Alla fine degli anni Settanta, la rivolta contro la monarchia prese forma grazie a un’alleanza variegata: religiosi, marxisti, nazionalisti e liberali unirono le forze per mettere fine a un regime percepito come autoritario e distante. Ma la caduta dello Shah non aprì le porte a un nuovo pluralismo. Il nuovo regime impose una rigida interpretazione della Sharīʿa in ogni aspetto della vita pubblica. Le conquiste ottenute durante la Rivoluzione Bianca, come l’ampliamento dei diritti femminili e l’apertura dell’istruzione, furono smantellate. Le università vennero epurate, i partiti politici sciolti e la censura divenne capillare. Le minoranze religiose, in particolare i Bahá’í, furono perseguitate, mentre le donne persero molti dei diritti conquistati: escluse da vari percorsi universitari, penalizzate nei casi di divorzio ed eredità, e obbligate a indossare il velo islamico. L’età legale per il matrimonio fu abbassata a nove anni. In minima parte anche gli uomini furono colpiti da restrizioni simboliche, come il divieto di indossare cravatte o radersi la barba, gesti considerati troppo “occidentali”.

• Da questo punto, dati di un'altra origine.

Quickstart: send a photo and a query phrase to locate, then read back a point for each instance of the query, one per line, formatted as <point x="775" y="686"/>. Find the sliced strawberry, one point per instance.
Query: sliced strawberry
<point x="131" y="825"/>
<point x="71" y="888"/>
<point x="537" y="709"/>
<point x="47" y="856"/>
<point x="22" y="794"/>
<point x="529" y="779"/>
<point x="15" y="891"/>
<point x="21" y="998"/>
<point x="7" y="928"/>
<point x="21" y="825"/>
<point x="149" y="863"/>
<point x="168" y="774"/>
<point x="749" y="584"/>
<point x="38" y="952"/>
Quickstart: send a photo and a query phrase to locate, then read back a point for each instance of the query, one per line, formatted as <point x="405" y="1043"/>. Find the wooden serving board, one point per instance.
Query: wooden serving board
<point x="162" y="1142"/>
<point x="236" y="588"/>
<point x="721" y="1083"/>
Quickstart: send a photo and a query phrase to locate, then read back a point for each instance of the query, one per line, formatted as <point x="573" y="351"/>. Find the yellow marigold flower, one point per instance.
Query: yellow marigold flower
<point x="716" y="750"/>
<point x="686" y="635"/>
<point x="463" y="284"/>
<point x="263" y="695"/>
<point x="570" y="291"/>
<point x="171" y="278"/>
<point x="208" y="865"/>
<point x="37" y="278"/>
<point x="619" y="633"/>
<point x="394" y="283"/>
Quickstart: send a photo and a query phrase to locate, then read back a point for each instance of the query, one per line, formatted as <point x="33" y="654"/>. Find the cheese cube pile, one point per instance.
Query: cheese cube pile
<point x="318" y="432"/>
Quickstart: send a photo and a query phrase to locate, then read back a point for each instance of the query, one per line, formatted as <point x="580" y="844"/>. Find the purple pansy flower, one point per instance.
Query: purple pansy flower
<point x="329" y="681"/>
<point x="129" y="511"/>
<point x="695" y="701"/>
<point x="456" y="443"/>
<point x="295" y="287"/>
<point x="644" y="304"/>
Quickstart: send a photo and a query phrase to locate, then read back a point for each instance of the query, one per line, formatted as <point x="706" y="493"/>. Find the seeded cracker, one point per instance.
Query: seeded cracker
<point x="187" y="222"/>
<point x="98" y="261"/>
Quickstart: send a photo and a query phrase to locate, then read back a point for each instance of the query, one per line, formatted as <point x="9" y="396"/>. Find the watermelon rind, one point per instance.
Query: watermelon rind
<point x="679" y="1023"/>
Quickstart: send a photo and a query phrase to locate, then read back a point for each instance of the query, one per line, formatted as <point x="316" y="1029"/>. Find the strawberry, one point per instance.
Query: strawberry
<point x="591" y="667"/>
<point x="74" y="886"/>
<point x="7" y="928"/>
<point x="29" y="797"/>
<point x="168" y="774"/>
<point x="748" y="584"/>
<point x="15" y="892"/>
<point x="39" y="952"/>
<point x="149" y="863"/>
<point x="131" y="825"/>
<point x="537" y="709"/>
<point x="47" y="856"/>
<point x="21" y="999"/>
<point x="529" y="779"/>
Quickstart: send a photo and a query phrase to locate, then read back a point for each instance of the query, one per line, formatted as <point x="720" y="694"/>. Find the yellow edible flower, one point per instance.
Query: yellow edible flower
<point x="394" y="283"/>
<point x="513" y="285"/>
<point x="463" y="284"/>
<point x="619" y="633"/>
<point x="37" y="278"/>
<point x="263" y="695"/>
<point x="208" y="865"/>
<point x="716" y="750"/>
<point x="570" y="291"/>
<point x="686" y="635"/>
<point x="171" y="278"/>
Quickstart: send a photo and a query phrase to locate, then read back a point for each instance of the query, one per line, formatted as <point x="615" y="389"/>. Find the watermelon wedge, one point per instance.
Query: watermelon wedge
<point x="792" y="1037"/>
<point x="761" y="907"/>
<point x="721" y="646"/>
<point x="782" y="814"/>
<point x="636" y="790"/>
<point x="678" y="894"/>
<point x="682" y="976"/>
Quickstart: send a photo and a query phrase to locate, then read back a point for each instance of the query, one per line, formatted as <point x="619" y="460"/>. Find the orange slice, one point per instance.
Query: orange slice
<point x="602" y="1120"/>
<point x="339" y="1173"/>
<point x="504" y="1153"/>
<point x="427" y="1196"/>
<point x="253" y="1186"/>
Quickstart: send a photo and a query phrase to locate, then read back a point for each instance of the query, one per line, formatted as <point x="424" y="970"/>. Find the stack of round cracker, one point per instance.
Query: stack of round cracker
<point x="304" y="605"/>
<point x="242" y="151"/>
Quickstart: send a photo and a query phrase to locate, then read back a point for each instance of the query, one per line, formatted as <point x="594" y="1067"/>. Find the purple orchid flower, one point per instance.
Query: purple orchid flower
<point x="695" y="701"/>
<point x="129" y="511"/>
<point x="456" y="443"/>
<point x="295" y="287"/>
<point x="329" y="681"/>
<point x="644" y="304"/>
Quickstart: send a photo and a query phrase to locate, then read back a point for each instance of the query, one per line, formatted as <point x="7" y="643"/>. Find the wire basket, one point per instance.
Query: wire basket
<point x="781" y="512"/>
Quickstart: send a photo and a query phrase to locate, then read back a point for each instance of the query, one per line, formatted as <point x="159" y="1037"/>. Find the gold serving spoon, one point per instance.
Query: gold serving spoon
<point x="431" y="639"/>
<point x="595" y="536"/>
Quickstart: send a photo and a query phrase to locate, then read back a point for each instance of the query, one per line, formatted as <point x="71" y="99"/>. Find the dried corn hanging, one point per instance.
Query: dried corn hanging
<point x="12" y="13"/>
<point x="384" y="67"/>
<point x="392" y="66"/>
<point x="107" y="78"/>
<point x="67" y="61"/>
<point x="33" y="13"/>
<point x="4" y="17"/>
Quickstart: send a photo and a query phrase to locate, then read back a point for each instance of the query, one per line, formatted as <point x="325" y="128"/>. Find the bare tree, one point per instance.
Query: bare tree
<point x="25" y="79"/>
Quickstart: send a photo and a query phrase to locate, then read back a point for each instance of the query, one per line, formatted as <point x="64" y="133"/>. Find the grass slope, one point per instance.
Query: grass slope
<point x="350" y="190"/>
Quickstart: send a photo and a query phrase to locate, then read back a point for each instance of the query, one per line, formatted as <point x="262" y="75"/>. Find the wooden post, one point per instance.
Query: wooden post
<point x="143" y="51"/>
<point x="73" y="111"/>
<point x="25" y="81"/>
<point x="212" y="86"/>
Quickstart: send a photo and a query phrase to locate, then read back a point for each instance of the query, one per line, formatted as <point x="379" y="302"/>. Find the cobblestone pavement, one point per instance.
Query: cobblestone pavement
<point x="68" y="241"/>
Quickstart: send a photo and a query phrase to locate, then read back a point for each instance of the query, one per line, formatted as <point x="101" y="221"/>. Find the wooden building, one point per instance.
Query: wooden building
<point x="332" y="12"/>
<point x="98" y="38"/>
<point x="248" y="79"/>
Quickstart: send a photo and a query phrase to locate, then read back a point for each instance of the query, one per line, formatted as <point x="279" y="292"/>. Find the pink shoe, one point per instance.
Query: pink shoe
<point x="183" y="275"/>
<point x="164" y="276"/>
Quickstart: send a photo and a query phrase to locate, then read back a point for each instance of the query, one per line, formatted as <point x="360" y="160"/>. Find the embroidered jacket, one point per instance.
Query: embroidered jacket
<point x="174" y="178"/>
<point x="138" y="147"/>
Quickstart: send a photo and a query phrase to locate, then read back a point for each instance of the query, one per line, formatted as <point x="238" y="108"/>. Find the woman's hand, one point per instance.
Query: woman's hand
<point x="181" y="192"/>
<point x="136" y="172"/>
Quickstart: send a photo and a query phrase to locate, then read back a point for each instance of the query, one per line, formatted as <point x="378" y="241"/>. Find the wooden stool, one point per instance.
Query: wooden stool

Il clima politico si fece sempre più repressivo. Le Corti rivoluzionarie e le Guardie della Rivoluzione perseguitarono dissidenti, intellettuali, giornalisti e oppositori politici. Amnesty International stima che nei primi anni successivi alla rivoluzione almeno 4.000 persone furono giustiziate, spesso dopo processi sommari o detenzioni in carceri segrete. Tra le vittime si contarono anche donne incinte, minorenni e membri della comunità LGBTQ+, colpita da una vera e propria caccia all’uomo. L’omosessualità venne punita con la fustigazione o con la pena di morte.
Ogni forma di dissenso venne equiparata a un atto di blasfemia. I media furono messi sotto controllo governativo, la libertà di espressione soppressa, il pensiero critico ridotto al silenzio. Ma paradossalmente, alcuni indicatori sociali migliorarono: l’accesso all’istruzione crebbe, la mortalità infantile calò e l’aspettativa di vita è passata dai 54 anni nel 1980 agli oltre 75 nel 2014.
Negli ultimi anni, però, le proteste si sono intensificate. L’uccisione di Mahsa Amini nel 2022, arrestata per non aver indossato correttamente il velo, ha innescato un’ondata di manifestazioni in tutto il Paese. Migliaia di persone sono scese in piazza. Secondo l’ONG Human Rights Activists News Agency, almeno 500 manifestanti sono stati uccisi solo nel 2022, tra cui 69 bambini, e circa 19.000 arrestati.
Eppure, qualcosa si muove. In città come Teheran, molte donne hanno iniziato a circolare senza velo, e – per ora – non vengono punite. Questo gesto di disobbedienza quotidiana potrebbe segnare un allentamento, o almeno un logoramento, del controllo culturale. Ma l’opacità del regime impedisce di capire se si tratti di una vera apertura o solo di una fase transitoria all’insegna dell’oscurantismo fondamentalista.